Akademisi Ingatkan 3 Persoalan Serius Sektor Lingkungan Hidup

Meliputi tata kelola pemerintahan, penyimpangan norma, dan pembangkangan konstitusi.

Ady Thea DA
Bacaan 3 Menit

Penyimpangan norma itu menurut Feri menjadi tanggung jawab pemerintah dan DPR karena keduanya berwenang membentuk UU. Pemerintah punya kewenangan yang lebih banyak untuk membatalkan UU yang bermasalah. Tapi sayangnya sampai saat ini pemerintah mendukung hal tersebut dan tidak ada aturan yang dibatalkan.

Ketiga, pembangkangan konstitusi. Feri menyebut dalam menindaklanjuti Putusan MK No.91/PUU-XVIII/2020, pemerintah hanya fokus pada poin keempat amar putusan. Amar tersebut pada intinya menyatakan UU No.11 Tahun 2020 masih berlaku sampai dilakukan perbaikan sesuai tenggang waktu yang ditentukan dalam putusan yakni 2 tahun.

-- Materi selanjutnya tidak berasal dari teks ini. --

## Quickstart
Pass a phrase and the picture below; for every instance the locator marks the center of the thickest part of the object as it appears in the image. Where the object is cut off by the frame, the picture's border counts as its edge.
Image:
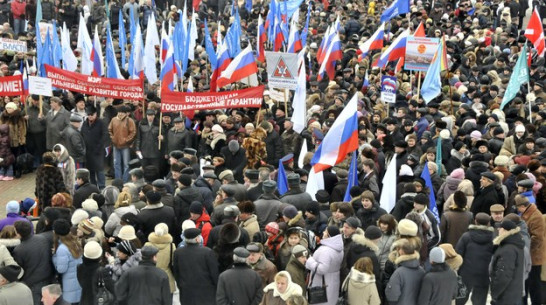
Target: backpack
(103, 296)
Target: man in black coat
(507, 265)
(144, 284)
(195, 270)
(94, 134)
(240, 284)
(84, 188)
(486, 196)
(33, 255)
(155, 212)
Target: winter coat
(453, 224)
(403, 206)
(236, 162)
(268, 208)
(405, 283)
(55, 124)
(178, 139)
(182, 201)
(361, 247)
(476, 248)
(250, 225)
(164, 243)
(361, 288)
(147, 139)
(369, 217)
(439, 286)
(152, 214)
(17, 127)
(66, 265)
(144, 284)
(94, 137)
(113, 225)
(297, 197)
(239, 285)
(274, 148)
(298, 273)
(327, 261)
(537, 229)
(88, 277)
(195, 269)
(506, 268)
(49, 181)
(74, 143)
(34, 256)
(266, 269)
(485, 198)
(68, 169)
(122, 132)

Pemerintah mengabaikan poin ketiga amar putusan yang menegaskan pembentukan UU No.11 Tahun 2020 bertentangan dengan UUD Tahun 1945 dan tidak mempunyai kekuatan hukum mengikat secara bersyarat sepanjang tidak dimaknai “tidak dilakukan perbaikan dalam waktu 2 tahun sejak putusan diucapkan.” Feri berpendapat amar putusan ketiga ini menekankan UU No.11 Tahun 2020 tidak mempunyai kekuatan hukum mengikat. “UU No.11 Tahun 2020 masih berlaku, tapi tidak punya daya ikat,” tegasnya.

Alih-alih melaksanakan putusan MK itu, tapi Feri melihat pemerintah malah melakukan tindakan yang sebaliknya. Misalnya, terbit Instruksi Menteri Dalam Negeri No.68 Tahun 2021 tentang Tindak Lanjut Putusan MK No.91/PUU-XVIII/2020 Atas Pengujian Formil UU No.11 Tahun 2020 tentang Cipta Kerja. Meskipun judul aturan itu tindak lanjut putusan MK, tapi isinya berbeda.

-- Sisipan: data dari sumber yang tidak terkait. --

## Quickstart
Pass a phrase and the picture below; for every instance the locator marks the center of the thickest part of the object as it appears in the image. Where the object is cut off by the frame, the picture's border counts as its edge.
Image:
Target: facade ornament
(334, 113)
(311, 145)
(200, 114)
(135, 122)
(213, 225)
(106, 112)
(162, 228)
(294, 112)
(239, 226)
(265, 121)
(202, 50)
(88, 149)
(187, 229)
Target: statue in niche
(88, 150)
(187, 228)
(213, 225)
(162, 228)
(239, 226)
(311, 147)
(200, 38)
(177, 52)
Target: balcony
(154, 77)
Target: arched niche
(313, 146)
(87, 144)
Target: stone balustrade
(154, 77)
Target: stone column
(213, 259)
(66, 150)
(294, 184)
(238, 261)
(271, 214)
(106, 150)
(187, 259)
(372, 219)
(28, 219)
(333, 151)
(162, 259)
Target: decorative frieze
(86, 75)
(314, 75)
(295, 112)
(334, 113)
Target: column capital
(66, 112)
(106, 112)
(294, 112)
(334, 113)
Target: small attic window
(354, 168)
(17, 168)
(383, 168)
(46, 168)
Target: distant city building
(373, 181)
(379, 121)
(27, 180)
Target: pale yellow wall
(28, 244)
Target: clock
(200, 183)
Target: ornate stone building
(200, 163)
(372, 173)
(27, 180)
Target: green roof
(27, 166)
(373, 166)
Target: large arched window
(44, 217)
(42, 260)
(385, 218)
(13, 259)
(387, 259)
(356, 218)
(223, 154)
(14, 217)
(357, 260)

Sebab, melalui surat itu Mendagri menginstruksikan seluruh Gubernur, Bupati, dan Walikota untuk menjadikan UU No.11 Tahun 2020 sebagai pedoman dan melaksanakannya. “Kalau ada pandangan yang menuding terjadi pembangkangan konstitusi, itu memang nyata terjadi,” imbuhnya.

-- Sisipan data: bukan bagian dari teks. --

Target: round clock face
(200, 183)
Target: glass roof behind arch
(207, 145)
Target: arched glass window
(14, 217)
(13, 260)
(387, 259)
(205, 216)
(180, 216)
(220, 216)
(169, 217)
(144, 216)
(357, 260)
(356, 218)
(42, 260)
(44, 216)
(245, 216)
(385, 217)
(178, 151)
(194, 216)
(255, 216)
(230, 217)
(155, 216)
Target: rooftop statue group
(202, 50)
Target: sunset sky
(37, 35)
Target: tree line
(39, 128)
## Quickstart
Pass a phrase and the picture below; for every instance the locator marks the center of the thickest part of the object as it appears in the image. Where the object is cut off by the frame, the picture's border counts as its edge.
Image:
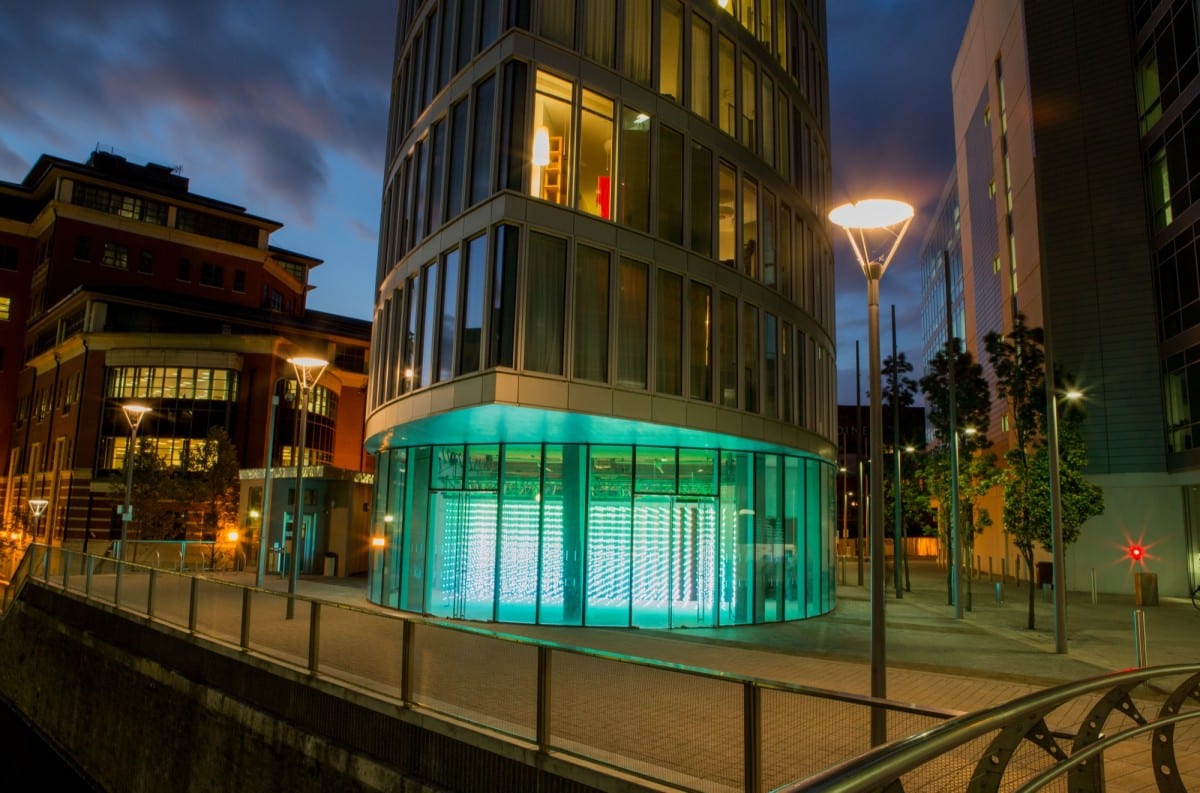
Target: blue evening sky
(281, 107)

Direktur Eksekutif Walhi, Zenzi Suhadi, mengatakan krisis ekologis di Indonesia telah terjadi secara sistematis lintas wilayah dan waktu. Hal itu dapat dilihat dari berbagai bencana yang meluas dan meningkat intensitasnya. Misalnya banjir yang melanda beberapa wilayah antara lain Kalimantan.

Perubahan iklim juga ikut menyumbang terjadinya berbagai bencana. Perubahan iklim itu terkait juga persoalan ketimpangan akses terhadap SDA. “Masyarakat sipil dan korban berharap ada perbaikan tata kelola SDA di Indonesia dan pemulihan terhadap fungsi lingkungan hidup,” harapnya.

Kebijakan yang diterbitkan pemerintah selama ini dinilai menjauh dari pemulihan lingkungan hidup. Zenzi melihat sejumlah regulasi yang diterbitkan tidak menjawab kebutuhan rakyat, misalnya revisi UU KPK, UU Minerba, terbitnya UU Cipta Kerja, dan UU Ibu Kota Negara. MK yang mengawal konstitusi melalui putusannya juga tidak dipatuhi oleh penyelenggara negara karena kebijakan yang terbit malah sebaliknya.

“Pembangkangan konstitusi dan putusan MK dilakukan oleh penyelenggara negara,” katanya.